Since the collapse of apartheid 14 years ago, black people who had been confined to certain rural areas unless they had work permits, flocked to cities in search of better prospects. But many have simply found themselves in shack settlements on the outskirts of the city, vulnerable to diseases that thrive where sanitation is poor and there is a shortage of clean running water. Research shows that those in informal settlements who live transient lives away from the stabilizing influence of family networks have the highest HIV rate.

In addition to our country’s socio-economic and health problems, the imagination of our President, Thabo Mbeki, was captured by AIDS denialists – largely from the US – who dispute that HIV causes AIDS. Since 1999, he has expressed the view that a virus can not cause a syndrome, that antiretroviral drugs are toxic and that AIDS is just a new name for old diseases. Meanwhile, our health minister promotes so-called traditional remedies and things like garlic and beetroot as HIV treatments.
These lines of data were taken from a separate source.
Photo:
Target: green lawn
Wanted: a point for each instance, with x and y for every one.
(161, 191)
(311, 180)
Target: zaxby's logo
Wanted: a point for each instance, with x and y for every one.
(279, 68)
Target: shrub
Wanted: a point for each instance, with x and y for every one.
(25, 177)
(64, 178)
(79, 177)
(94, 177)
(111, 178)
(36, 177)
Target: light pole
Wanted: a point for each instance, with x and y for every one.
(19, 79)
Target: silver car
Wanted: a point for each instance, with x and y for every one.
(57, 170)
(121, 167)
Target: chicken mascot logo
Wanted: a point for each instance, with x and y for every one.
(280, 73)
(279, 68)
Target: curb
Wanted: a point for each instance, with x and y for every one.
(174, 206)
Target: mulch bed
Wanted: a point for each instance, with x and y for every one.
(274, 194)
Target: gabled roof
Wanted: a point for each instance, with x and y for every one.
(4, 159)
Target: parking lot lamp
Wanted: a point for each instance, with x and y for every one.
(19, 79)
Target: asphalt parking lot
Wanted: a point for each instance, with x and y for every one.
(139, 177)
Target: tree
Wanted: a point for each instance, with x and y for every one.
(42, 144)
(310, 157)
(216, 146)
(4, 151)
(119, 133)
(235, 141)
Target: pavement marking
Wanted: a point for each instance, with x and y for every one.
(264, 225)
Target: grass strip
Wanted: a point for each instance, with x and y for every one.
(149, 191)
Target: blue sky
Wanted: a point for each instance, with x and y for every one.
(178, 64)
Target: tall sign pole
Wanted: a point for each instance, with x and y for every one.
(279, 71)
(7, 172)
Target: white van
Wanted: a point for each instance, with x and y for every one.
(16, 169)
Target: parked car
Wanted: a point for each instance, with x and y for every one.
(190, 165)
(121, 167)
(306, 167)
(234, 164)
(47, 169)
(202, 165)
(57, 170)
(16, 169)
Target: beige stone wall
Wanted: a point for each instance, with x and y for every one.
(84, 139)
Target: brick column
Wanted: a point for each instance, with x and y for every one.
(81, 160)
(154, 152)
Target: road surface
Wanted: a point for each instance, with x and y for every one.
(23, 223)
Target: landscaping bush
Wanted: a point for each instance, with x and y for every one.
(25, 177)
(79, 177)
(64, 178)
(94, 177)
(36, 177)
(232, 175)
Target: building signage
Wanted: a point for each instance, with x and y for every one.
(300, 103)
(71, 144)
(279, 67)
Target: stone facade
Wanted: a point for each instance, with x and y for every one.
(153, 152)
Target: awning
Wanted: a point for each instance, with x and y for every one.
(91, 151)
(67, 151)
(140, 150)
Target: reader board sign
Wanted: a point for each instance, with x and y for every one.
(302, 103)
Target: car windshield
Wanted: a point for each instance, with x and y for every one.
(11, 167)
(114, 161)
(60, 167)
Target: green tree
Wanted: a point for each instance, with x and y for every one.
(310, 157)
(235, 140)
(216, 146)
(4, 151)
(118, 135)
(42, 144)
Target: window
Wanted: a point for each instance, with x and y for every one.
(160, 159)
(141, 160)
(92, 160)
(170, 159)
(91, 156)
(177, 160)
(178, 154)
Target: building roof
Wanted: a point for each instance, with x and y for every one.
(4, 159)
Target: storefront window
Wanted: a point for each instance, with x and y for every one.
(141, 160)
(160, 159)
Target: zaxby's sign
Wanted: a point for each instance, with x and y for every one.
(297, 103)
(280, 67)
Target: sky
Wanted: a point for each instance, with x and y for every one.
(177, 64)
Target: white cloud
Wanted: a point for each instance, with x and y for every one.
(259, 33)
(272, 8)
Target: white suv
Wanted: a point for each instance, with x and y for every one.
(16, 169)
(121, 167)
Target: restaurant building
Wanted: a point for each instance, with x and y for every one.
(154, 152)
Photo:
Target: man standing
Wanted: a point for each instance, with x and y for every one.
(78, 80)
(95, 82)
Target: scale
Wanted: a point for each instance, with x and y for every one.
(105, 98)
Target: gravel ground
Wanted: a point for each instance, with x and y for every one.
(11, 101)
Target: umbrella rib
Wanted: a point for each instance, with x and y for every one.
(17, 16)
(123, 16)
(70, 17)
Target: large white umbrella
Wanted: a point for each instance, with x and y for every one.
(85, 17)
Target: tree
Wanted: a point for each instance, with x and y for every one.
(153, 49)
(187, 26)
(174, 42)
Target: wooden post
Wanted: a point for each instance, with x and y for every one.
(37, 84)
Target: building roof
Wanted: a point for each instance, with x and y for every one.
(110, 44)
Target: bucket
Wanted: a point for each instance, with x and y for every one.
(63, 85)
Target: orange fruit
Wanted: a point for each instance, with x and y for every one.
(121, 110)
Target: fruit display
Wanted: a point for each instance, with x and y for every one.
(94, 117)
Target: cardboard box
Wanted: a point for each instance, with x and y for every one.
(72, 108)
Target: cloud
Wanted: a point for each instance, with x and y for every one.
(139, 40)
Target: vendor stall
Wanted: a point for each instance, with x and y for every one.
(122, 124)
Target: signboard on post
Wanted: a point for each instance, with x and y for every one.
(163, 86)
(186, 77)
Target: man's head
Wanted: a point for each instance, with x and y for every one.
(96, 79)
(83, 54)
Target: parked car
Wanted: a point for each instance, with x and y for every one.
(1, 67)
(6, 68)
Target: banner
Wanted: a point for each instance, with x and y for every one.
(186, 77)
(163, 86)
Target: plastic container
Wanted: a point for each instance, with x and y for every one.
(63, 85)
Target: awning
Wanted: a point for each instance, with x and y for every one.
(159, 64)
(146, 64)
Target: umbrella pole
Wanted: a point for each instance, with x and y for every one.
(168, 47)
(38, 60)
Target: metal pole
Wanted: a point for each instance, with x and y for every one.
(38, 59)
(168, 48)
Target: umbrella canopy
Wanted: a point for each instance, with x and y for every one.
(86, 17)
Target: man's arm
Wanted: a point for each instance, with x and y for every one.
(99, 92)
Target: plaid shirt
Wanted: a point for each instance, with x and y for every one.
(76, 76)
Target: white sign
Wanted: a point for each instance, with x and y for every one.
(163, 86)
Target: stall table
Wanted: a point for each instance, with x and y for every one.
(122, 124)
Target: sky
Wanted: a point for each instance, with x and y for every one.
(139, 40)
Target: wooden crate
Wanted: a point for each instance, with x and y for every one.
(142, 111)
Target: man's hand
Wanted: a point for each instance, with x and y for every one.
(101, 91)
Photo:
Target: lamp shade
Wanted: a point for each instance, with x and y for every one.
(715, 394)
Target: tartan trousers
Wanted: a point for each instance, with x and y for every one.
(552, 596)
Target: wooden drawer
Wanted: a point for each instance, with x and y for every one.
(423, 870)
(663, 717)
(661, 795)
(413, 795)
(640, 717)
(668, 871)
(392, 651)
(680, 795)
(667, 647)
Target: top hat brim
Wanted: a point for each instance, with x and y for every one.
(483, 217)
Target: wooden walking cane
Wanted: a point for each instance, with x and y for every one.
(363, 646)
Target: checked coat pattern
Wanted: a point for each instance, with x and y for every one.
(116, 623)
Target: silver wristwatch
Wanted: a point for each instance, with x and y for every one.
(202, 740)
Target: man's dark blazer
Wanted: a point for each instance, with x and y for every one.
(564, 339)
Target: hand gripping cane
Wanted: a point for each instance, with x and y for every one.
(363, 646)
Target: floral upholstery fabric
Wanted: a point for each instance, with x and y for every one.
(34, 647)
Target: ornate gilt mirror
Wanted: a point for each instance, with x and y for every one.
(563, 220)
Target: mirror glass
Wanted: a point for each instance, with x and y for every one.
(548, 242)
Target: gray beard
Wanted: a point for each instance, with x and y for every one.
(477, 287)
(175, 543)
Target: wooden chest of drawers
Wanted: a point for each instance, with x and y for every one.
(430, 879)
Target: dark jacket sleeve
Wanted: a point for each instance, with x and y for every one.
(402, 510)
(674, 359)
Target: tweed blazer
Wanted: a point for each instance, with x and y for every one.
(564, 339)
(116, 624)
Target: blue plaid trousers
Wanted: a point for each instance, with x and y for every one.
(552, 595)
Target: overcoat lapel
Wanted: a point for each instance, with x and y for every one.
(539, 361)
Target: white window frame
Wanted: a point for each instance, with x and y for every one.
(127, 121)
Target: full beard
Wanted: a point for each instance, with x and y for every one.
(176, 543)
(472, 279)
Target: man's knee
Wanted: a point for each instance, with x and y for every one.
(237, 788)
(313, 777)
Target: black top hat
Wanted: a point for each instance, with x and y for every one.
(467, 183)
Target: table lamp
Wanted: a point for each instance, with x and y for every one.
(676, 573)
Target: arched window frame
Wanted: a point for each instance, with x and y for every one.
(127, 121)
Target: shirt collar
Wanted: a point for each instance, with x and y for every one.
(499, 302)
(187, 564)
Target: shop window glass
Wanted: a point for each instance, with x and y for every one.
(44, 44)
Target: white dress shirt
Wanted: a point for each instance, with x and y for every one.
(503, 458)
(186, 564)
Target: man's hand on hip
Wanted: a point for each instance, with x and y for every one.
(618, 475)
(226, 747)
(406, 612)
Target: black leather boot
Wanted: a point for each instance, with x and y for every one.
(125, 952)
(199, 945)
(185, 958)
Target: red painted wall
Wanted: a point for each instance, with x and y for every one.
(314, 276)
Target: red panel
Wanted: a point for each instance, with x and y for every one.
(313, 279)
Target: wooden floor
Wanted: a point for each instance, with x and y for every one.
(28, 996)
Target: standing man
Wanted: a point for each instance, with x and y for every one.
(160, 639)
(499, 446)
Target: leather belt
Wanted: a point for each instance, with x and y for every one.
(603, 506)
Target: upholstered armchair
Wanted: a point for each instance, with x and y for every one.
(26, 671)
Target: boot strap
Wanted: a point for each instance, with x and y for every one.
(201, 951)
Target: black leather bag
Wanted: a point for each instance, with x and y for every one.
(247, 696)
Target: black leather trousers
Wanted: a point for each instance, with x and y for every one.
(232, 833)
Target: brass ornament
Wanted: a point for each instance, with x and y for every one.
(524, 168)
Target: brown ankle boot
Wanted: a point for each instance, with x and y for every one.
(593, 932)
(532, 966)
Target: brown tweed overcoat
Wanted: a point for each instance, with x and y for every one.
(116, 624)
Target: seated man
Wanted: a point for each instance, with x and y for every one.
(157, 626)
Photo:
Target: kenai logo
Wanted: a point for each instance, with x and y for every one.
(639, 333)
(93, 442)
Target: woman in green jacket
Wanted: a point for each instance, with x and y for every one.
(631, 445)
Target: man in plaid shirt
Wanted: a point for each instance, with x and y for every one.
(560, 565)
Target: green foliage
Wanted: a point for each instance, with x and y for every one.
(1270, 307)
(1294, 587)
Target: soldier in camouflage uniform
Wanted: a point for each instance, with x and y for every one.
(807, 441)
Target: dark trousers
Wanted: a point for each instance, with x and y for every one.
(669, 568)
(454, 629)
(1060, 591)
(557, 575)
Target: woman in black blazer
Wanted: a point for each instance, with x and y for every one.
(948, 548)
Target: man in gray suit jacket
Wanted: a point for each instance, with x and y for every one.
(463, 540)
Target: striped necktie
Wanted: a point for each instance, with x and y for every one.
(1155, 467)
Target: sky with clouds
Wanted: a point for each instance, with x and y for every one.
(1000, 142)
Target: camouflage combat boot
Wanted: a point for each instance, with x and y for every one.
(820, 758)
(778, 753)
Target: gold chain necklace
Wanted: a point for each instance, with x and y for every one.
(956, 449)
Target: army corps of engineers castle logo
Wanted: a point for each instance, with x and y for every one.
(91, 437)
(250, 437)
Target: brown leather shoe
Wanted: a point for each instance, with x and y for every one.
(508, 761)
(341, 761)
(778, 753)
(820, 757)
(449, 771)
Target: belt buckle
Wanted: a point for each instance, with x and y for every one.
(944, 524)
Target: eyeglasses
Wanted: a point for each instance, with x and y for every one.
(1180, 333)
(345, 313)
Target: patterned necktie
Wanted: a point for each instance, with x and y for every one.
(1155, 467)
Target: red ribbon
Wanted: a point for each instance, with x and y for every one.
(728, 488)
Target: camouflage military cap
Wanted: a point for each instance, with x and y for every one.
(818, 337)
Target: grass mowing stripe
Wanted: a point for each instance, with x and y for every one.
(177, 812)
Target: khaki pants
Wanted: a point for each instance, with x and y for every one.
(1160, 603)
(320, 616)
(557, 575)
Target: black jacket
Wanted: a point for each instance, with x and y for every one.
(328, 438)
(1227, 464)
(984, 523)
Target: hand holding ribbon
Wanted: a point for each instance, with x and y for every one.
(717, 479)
It is thus often difficult – and sometimes extremely painful and frustrating – to be a health reporter in our country. We at Health-e are the longest surviving HIV/AIDS reporters in the country and have often been at the receiving end of verbal lashings from government health officials and AIDS denialists. We have been accused of being “agents of pharmaceutical companies” for writing about the positive effects of antiretroviral therapy and of being against the democratic government.

But we have a two-fold duty – to provide accurate health information to our people so that they can make better informed choices about their health, and to keep those in power accountable. So we have continued to do what we do best, and it is precisely because we are a non-profit organization that we are able to be an independent voice. We don’t rely on advertising revenue from government or big corporations and thus not susceptible to undue influence but can write about those health issues that affect the poorest people in our country. I am thus very grateful to our donors, the Atlantic Philanthropies, our main donor, the Open Society Foundation, which supports our TV project, and, very recently, Johns Hopkins Health and Education South Africa.

This award is a fitting tribute to my excellent team comprising of Anso Thom (print editor), Khopotso Bodibe (radio editor), Nina Taaibosch (office manager/ webmaster), Mabutho Ngcobo (radio journalist) and Anna-Maria Lombard (TV producer).

Although we are very small, independent and depend on fundraising to cover costs as the SA media does not pay much, we have won a number of major awards in our country, including the CNN Africa Award for HIV/AIDS reporting.

I am very proud of my hard-working team who do their work out of concern for our fellow South Africans and out of commitment to improve South Africa for future generations. Please look at our website, www.health-e.org.za for more information about what we do.

Thank you for giving us global recognition and shining a light on what is sometimes a lonely and thankless task.

Kerry Cullinan
Managing Editor, Health-e News Service.